Tuesday, November 03, 2009
Running Away from Home
I have knitting things to blog about, but they will just have to wait for another day. I want to talk about running away from home. Running away is one of my most favorite things to do. The preparation is simple: A few guidebooks and maps, a camera or two, a cooler full of diet cokes, plus some random munchies--whatever happens to catch my fancy at the time. Pile all of the above into the car, make sure the tank is filled with gas, and GO! Go anywhere that is beautiful, inspiring, scenic, restful, or just plain fun. I've been doing this for years, sometimes with friends or family, but more often than not I go by myself. I love going by myself as I get to go where I want, do what I want, and stay as long as I want before moving on.

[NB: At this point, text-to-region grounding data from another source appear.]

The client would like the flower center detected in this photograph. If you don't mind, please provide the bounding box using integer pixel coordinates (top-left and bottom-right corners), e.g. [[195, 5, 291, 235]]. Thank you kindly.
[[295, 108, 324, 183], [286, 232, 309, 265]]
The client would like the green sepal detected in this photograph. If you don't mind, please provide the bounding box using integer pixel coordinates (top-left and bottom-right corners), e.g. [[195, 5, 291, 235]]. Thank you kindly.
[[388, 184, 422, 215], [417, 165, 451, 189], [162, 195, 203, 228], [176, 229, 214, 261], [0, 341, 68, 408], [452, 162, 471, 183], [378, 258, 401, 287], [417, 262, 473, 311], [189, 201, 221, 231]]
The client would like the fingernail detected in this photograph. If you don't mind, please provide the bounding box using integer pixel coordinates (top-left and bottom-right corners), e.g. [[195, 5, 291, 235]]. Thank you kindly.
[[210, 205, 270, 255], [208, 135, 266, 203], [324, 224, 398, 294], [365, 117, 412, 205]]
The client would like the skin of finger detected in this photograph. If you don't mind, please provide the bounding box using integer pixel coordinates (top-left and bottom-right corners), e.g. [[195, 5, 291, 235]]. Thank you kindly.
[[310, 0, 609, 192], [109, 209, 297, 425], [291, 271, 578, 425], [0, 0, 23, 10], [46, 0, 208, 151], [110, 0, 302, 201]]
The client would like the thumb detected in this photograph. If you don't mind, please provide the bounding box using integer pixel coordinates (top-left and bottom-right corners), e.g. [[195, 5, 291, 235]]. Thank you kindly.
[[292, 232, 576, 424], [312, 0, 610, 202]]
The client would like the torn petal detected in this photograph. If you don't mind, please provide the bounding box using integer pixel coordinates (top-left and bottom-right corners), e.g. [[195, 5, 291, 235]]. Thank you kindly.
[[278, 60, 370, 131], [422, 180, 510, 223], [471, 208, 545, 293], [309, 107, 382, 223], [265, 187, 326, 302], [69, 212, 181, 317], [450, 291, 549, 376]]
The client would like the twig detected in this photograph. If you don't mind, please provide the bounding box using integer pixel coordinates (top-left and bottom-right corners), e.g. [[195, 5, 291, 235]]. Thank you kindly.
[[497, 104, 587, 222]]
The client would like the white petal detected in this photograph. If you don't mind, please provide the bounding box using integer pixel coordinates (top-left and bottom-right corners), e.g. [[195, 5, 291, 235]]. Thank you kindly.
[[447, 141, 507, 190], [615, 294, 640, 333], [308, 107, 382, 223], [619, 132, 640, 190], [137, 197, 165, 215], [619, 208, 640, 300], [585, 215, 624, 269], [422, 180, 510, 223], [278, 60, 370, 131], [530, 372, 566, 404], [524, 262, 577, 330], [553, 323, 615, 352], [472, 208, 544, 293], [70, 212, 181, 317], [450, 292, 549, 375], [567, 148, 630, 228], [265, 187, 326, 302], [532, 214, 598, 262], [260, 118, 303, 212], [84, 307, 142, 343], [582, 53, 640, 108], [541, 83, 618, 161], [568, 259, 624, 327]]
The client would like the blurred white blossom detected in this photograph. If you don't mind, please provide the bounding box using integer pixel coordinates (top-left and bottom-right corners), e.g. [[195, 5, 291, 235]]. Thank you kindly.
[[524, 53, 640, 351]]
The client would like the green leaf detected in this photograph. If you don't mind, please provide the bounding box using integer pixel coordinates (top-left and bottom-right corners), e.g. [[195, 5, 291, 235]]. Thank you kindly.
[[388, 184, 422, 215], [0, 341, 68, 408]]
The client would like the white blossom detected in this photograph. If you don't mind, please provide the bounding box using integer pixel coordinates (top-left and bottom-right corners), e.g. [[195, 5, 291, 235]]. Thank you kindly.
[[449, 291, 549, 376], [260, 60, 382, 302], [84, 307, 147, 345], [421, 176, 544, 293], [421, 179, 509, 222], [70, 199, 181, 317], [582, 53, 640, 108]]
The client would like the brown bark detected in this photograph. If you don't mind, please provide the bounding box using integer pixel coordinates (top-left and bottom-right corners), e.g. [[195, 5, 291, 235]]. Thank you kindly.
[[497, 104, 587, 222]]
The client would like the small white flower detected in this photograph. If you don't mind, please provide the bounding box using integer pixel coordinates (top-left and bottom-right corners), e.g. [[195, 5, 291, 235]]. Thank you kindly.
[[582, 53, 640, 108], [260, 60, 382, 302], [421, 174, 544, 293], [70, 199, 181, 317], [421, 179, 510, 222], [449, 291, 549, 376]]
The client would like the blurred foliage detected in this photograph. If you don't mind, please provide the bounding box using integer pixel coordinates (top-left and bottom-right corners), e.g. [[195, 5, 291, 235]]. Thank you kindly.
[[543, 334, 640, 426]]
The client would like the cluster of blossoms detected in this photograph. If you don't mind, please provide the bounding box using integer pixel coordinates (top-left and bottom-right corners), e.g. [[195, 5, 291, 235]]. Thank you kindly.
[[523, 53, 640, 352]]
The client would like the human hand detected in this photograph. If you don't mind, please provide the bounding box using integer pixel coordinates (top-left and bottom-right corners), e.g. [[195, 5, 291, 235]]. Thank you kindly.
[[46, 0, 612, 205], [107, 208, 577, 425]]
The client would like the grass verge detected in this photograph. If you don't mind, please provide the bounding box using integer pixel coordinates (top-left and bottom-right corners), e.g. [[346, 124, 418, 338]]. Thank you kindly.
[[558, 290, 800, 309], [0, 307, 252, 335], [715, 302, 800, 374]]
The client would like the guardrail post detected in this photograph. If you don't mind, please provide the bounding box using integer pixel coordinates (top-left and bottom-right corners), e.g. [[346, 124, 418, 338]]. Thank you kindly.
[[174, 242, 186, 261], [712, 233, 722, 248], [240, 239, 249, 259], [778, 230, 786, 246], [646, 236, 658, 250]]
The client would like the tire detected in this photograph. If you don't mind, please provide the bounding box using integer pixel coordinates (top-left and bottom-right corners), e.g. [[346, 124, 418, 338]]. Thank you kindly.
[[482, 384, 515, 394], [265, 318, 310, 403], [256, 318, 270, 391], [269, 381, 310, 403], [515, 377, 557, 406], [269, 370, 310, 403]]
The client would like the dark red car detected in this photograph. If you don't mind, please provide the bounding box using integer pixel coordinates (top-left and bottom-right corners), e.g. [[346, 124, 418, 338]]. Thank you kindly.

Ever since my last major escape to Diana's in West Virgina, I have been plotting more trips in the TN/NC/VA/WV/KY region better known as the Southern Appalachians. I call it heaven. When the Ken Burn's documentary special on our National Parks aired on PBS in September, my burning desire to escape was fueled further. I couldn't go very far...day trips or half-day trips only for now. Fortunately the Great Smoky Mountains National Park (GSMNP)isn't very far, only an hour's drive from my home to the Townsend Entrance. My health and personal schedule were favorable for a change, so to the Smokies I went.
It's been too many years since I visited the Smokies at the peak of Fall color. With the abundance of rainfall this year, there was an abundance of leaves on the trees and I wanted to see them in all their red and yellow glory. Better yet, I wanted to photograph this glory using my digital camera for the first time ever. I did not hold back. To see all the photos you will need to go to my web album here. I tried to add captions and descriptions as I edited the photos, but suffice it to say that all these photos were taken in just a few areas of the GSMNP-- Newfound Gap Road, Little River Road, Tremont, and Cades Cove. There is much, much more! Enjoy the eye candy :-)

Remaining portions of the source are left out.